Vaguely dredging up something I’d read at the Country Music Hall of Fame in Nashville some years ago, I rhetorically mused to no one in particular, “Didn’t Bob Wills die a long time ago?” It certainly didn’t matter to these folks; the entire AARP-eligible population of the surrounding fifty-mile radius must have been queuing up in front of the Coleman Theater to get a dose of the King of Western Swing’s ongoing legacy. Also present were our new friends from Deutschland, snapping photos of the theater’s ornate design.

“You go inside?” they asked us, having seen our exit. We disclosed that we’d barely gotten in and out with our lives and it was likely too late for them, unless they wanted to purchase a ticket and spend an evening rocking and rolling with the olds.

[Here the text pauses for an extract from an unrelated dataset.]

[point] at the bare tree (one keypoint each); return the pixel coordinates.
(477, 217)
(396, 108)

“Honestly, it might be a fun time. It’s probably the most America you’ll get on your trip, which I’m sure is saying something,” I contributed. It was an intriguing idea, but they were due in Tulsa that night and didn’t like driving The Route after dark, for that defeated the purpose of their adventure. Conversing a bit more - Bea was thrilled to practice her latent but serviceable German, having lived in Düsseldorf for several years as a kid - we learned that they’d started in Chicago and were planning to ride the entirety of the Mother Road to its terminus in Santa Monica, a two-week expedition, their excitement palpable. We then related our itinerary, in which something was evidently lost in translation, because it incurred them to ask, “You are getting married?” We practically raced each other to awkwardly rebut that notion with strained, high-pitched titters.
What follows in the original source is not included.